Pages

Thursday, May 24, 2007

Conservative/Muslim Alliance?

Dinesh D'Souza has written a book (The Enemy at Home: The Cultural Left and Its Responsibility for 9/11) guaranteed to offend everyone. His thesis is that the terrorist attack on the U.S. is the fault of those who have debased our culture over the last forty years and that American conservatives have more in common with Muslims than with western liberals.

Well, it's true that liberal nostrums have had a deleterious effect on our popular culture, and it's true that the Muslim critique of American culture is one which conservatives largely agree with, but that's not the problem.
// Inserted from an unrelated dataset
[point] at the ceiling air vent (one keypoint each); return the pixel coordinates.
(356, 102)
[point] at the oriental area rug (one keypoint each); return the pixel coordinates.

The problem is that conservatives and Muslims envision widely disparate remedies for the diseased portions of our popular culture. Muslims believe that the only solution is to embrace Koranic law whereas conservatives tend to believe that the answer lies in a return to traditional Christian values, and in many ways those two solutions couldn't be more different.

The fact that both Muslims and American conservatives see the same problem does not entail that we share in common the values and beliefs necessary to address the problem. After all, Mohatma ghandi and Joseph Stalin both saw Adolf Hitler as a problem but it requitres a great deal of rhetorical flexibility to stretch to the conclusion that therefore the two men had a lot in common.

Anyway, Cathy Young dissects D'Souza's argument at Reason magazine.